Hi,
Recently, we have sequenced our RNA samples ranging from 70- 200 nt by Illumina Hiseq platform. Here are the details:
Type of seq: Small RNA seq (size 70 - 200 nt)
Seq platform: Illumina Hiseq 2000
Read length: 50, Single end
Conditions: Normal (3 replicates) vs Patient (3 replicates)
Reads:~17 million reads in each replicate
Aim: To identify the 3' end extended sequences (polyAs) in the snoRNAs (unmatured snoRNAs)
Is there any particular pipeline? or Is there any particular tool to find them?.

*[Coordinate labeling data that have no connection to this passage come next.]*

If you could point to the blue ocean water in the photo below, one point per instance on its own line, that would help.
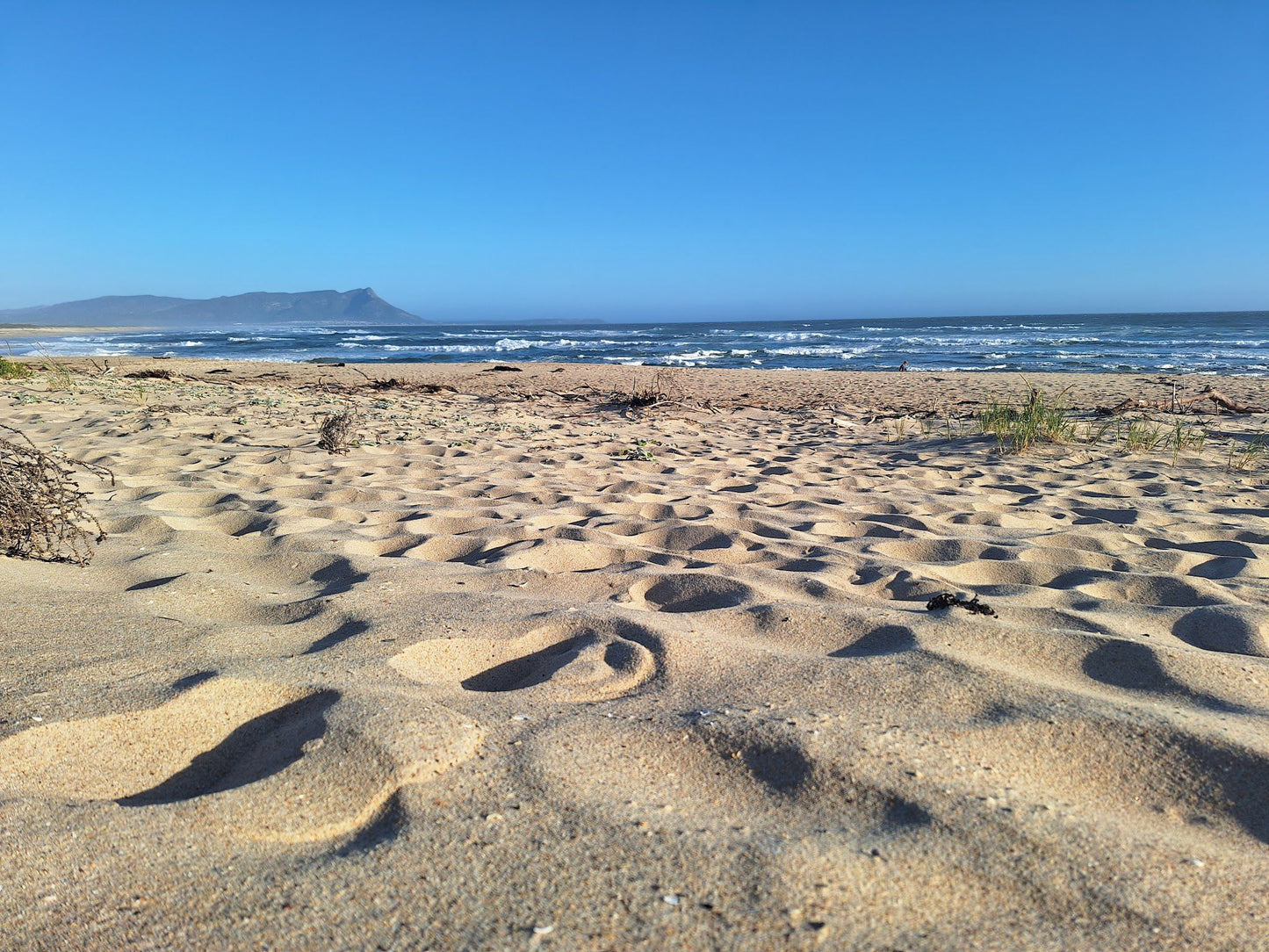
(1228, 343)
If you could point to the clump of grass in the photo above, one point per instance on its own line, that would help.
(42, 510)
(11, 370)
(338, 429)
(1018, 429)
(640, 450)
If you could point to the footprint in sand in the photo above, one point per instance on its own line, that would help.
(689, 593)
(249, 760)
(573, 660)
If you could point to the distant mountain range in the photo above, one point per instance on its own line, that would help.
(260, 307)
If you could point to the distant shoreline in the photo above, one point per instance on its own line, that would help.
(61, 330)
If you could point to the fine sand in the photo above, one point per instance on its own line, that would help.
(532, 669)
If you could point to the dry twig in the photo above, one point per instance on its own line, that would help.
(42, 510)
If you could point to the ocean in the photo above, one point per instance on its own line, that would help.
(1226, 343)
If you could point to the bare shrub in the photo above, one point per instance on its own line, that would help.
(336, 430)
(42, 510)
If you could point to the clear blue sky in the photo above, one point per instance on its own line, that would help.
(471, 159)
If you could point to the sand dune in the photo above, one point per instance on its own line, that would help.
(658, 679)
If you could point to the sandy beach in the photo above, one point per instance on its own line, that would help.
(532, 667)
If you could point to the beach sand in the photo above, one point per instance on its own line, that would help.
(528, 667)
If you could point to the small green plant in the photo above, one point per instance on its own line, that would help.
(1246, 455)
(11, 370)
(1020, 429)
(640, 450)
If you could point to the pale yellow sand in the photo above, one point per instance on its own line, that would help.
(495, 670)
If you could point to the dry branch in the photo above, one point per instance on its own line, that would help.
(42, 510)
(1177, 405)
(336, 430)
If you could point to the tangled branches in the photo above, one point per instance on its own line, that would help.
(42, 510)
(336, 430)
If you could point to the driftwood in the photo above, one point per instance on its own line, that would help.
(948, 599)
(1175, 405)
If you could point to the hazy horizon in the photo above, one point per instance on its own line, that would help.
(670, 162)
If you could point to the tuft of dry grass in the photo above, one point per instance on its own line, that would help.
(11, 370)
(42, 512)
(338, 429)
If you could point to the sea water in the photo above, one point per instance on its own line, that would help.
(1226, 343)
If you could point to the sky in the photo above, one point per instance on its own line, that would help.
(687, 159)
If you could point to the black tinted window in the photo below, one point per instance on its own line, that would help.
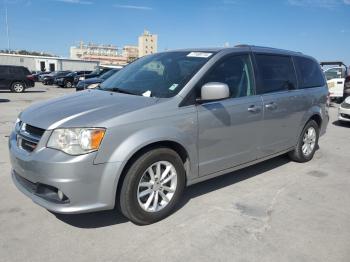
(276, 73)
(309, 72)
(236, 72)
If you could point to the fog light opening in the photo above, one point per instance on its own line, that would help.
(60, 195)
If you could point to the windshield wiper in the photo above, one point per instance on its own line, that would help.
(123, 91)
(118, 90)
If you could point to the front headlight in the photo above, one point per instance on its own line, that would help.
(17, 124)
(76, 141)
(92, 86)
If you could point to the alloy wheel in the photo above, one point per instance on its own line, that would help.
(157, 186)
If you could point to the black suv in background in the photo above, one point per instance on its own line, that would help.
(99, 71)
(50, 78)
(15, 78)
(68, 80)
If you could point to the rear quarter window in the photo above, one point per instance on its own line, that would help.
(276, 73)
(309, 73)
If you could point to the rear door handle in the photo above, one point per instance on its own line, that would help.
(254, 109)
(271, 106)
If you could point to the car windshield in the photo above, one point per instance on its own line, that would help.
(160, 75)
(108, 74)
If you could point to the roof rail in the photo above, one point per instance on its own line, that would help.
(338, 63)
(272, 48)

Any other suggestions, Please let me know
Sethu
Hopefully others will reply with a premade tool, but I would think the general idea would be to first perform mapping as normal and then take the unmapped reads and split them to allow anchoring. You'd then try to map the anchors. The 3' extension would be the sequence of the remainder of an anchored read that maps on the 3' end. This is sort of how tophat works, though it'd make more sense to simply write a custom pipeline than to modify tophat.
Thank you for your prompt reply,
Can you please explain how to split and anchor them?
Sethu
Whatever program you write/find would take each read and segment it into non-overlapping stretches (of maybe 15-20 bases each). In this context, anchoring would be performed by simply mapping these segments to either the genome or a library of small RNAs (this is probably more efficient).